Alargué la mano hacia el sobre y dije:

—Gracias, Ray.

Mouse se rió y me dio unas palmaditas en la rodilla.

Había sobrevivido otra vez. Había arriesgado mi vida para salvar a Clifton, aunque fracasé. Pero había sobrevivido a aquel fracaso. Iba tras los pasos fugitivos de mi padre: rebelándome frente a la situación cuando no podía soportarla y echando a correr después para poder enfrentarme al día siguiente.

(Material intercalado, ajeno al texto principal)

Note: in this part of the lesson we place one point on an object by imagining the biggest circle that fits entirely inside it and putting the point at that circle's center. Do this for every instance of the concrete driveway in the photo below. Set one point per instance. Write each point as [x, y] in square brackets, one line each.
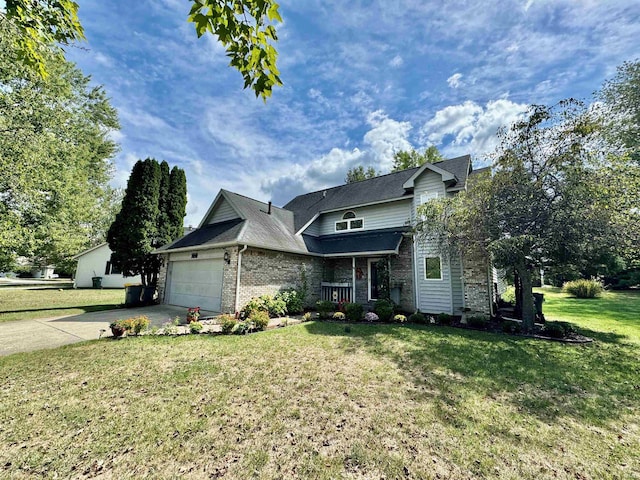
[29, 335]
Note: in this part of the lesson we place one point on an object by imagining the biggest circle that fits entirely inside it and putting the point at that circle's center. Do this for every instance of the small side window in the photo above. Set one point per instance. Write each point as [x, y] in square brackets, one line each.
[432, 268]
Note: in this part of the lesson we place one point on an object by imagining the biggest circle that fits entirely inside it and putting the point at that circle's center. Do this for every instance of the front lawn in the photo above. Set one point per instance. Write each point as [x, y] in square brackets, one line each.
[28, 304]
[615, 313]
[313, 401]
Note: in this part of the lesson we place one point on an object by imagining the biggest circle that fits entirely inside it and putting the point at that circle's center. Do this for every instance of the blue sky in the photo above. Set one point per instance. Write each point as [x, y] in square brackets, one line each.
[361, 81]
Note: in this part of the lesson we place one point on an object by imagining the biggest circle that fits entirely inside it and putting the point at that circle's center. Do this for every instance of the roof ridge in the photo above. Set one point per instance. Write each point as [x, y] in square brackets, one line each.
[266, 204]
[359, 181]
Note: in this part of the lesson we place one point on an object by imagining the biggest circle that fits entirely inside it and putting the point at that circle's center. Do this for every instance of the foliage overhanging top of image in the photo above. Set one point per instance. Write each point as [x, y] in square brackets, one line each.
[246, 29]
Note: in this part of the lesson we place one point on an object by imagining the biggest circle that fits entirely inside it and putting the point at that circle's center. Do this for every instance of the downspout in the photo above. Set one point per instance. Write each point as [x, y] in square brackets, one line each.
[353, 279]
[416, 287]
[491, 298]
[236, 306]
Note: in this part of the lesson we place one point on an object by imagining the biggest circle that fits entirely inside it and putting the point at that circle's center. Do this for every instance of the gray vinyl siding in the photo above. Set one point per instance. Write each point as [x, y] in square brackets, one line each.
[434, 296]
[385, 215]
[223, 212]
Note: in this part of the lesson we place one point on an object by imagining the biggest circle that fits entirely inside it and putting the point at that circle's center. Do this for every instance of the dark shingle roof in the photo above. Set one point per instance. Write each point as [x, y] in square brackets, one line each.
[222, 232]
[384, 240]
[377, 189]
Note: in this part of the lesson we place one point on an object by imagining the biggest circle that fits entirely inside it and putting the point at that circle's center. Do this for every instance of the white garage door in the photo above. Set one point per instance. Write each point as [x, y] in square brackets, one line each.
[196, 283]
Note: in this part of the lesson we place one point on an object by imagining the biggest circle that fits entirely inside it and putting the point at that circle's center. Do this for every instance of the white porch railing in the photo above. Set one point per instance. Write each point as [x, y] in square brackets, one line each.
[336, 292]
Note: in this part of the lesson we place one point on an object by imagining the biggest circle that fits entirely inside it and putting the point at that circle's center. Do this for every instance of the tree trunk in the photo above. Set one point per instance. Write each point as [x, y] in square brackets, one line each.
[518, 291]
[528, 314]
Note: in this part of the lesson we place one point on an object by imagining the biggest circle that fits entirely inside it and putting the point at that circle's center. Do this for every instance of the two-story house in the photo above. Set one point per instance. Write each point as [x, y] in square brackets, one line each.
[346, 243]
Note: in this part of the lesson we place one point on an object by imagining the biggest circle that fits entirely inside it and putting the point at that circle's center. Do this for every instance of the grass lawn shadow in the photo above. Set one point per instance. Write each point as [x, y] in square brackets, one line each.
[546, 379]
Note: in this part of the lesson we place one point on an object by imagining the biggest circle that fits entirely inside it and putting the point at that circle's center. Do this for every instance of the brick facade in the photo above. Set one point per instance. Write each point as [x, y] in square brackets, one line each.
[267, 272]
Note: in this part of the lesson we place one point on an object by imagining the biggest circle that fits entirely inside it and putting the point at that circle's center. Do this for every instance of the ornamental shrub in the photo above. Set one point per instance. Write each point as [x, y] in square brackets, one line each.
[353, 311]
[325, 307]
[583, 288]
[444, 319]
[384, 309]
[371, 317]
[228, 323]
[417, 317]
[275, 307]
[260, 319]
[195, 327]
[293, 300]
[509, 295]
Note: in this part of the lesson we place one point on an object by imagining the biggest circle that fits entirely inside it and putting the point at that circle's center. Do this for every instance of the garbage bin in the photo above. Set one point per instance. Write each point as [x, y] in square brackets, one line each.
[148, 294]
[132, 295]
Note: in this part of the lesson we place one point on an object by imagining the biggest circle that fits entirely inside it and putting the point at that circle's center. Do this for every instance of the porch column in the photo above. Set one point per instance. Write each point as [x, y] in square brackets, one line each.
[353, 280]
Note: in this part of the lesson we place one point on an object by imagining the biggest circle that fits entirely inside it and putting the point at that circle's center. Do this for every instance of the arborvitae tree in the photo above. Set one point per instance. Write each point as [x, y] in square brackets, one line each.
[164, 229]
[152, 215]
[177, 203]
[132, 234]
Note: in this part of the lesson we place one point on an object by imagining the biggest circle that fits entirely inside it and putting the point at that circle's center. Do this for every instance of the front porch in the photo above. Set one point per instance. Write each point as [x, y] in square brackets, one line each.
[365, 279]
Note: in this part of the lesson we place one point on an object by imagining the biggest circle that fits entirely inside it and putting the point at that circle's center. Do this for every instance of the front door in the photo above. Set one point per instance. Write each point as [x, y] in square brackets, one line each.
[373, 279]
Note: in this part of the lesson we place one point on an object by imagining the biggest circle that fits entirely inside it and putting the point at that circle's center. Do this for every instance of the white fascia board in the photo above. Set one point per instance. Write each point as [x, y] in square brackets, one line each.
[360, 205]
[362, 254]
[446, 176]
[234, 244]
[75, 257]
[221, 194]
[348, 207]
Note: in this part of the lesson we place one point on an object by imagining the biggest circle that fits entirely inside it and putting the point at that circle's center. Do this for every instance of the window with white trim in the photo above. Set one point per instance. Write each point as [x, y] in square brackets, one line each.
[426, 196]
[349, 222]
[432, 268]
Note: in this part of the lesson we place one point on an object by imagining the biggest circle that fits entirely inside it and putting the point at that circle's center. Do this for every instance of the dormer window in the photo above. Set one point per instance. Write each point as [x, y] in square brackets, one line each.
[349, 222]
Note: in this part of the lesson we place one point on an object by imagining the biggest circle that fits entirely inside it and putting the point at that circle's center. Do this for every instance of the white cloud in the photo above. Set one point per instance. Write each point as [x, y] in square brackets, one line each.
[396, 61]
[386, 137]
[454, 80]
[470, 127]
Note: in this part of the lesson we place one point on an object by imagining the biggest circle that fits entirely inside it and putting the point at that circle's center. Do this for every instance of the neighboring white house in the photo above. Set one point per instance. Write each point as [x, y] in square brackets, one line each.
[95, 262]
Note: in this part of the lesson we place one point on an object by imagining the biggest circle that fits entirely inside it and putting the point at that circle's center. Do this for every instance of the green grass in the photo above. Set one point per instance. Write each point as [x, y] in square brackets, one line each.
[614, 314]
[312, 401]
[28, 304]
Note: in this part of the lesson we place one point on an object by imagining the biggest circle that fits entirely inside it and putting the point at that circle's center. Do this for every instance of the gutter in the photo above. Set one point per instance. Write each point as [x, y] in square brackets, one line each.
[237, 299]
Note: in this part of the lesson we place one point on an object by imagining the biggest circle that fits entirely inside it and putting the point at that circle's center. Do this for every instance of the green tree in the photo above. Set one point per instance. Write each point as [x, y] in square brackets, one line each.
[404, 159]
[39, 27]
[152, 213]
[621, 115]
[357, 174]
[246, 28]
[55, 159]
[542, 205]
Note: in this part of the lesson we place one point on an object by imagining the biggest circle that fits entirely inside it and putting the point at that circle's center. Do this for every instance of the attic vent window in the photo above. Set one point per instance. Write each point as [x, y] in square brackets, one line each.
[349, 222]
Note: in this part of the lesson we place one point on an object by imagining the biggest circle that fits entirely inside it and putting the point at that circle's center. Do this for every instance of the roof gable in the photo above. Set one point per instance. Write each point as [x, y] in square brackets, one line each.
[221, 210]
[453, 171]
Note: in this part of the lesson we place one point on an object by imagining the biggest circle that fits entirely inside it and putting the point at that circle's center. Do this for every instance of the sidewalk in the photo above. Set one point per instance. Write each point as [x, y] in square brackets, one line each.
[30, 335]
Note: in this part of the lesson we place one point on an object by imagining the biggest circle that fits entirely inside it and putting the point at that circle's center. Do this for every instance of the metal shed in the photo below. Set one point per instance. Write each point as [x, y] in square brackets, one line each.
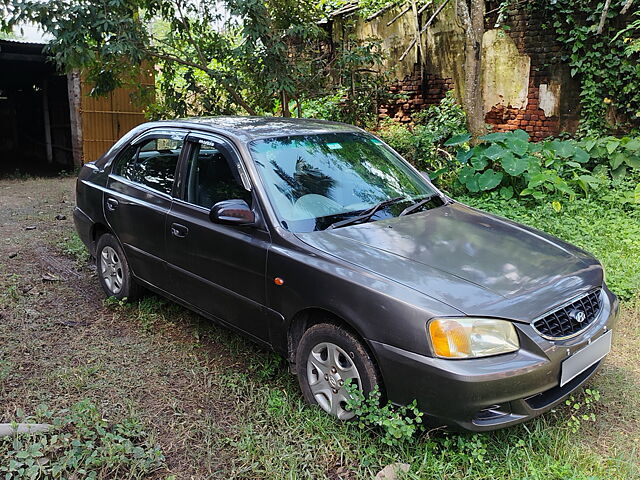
[48, 121]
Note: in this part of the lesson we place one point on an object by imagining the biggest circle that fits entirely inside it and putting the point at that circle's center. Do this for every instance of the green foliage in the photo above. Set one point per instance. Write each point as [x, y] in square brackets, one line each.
[244, 56]
[552, 169]
[398, 424]
[425, 144]
[73, 246]
[80, 444]
[604, 64]
[631, 36]
[582, 408]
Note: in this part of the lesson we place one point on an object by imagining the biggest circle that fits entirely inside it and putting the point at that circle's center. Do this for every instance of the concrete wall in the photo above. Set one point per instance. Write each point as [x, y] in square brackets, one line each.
[520, 89]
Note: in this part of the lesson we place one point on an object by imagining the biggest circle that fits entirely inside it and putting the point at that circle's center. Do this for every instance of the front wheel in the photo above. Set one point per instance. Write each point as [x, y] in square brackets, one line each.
[327, 357]
[113, 270]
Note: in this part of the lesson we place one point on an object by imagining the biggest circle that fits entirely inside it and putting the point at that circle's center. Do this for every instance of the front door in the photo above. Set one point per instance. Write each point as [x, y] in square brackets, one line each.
[220, 269]
[138, 198]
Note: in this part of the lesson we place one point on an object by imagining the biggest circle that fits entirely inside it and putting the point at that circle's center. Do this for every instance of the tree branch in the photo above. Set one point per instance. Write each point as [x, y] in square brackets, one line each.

Mouse comenzó a contarme lo hambrienta de amor que estaba Theresa. No le presté atención.

Cuando vimos Houston a lo lejos, Mouse dijo:

—¿Sabes una cosa, Easy? Cuando estaba allí, de pie, escuchando el sermón del reverendo Peters, sentí como si me tocara algo, no sé si fue Dios, el diablo o qué fue, pero sentí como si todo el dolor y el miedo que he pasado se esfumasen. He sentido miedo de Reese, día y noche, durante toda mi vida, y ahora está muerto. —Una sonrisa de auténtico gozo le iluminó la cara; las lágrimas empezaron a caerle de los ojos—. —Ahora me voy a casar y vaya ser feliz el resto de mis días.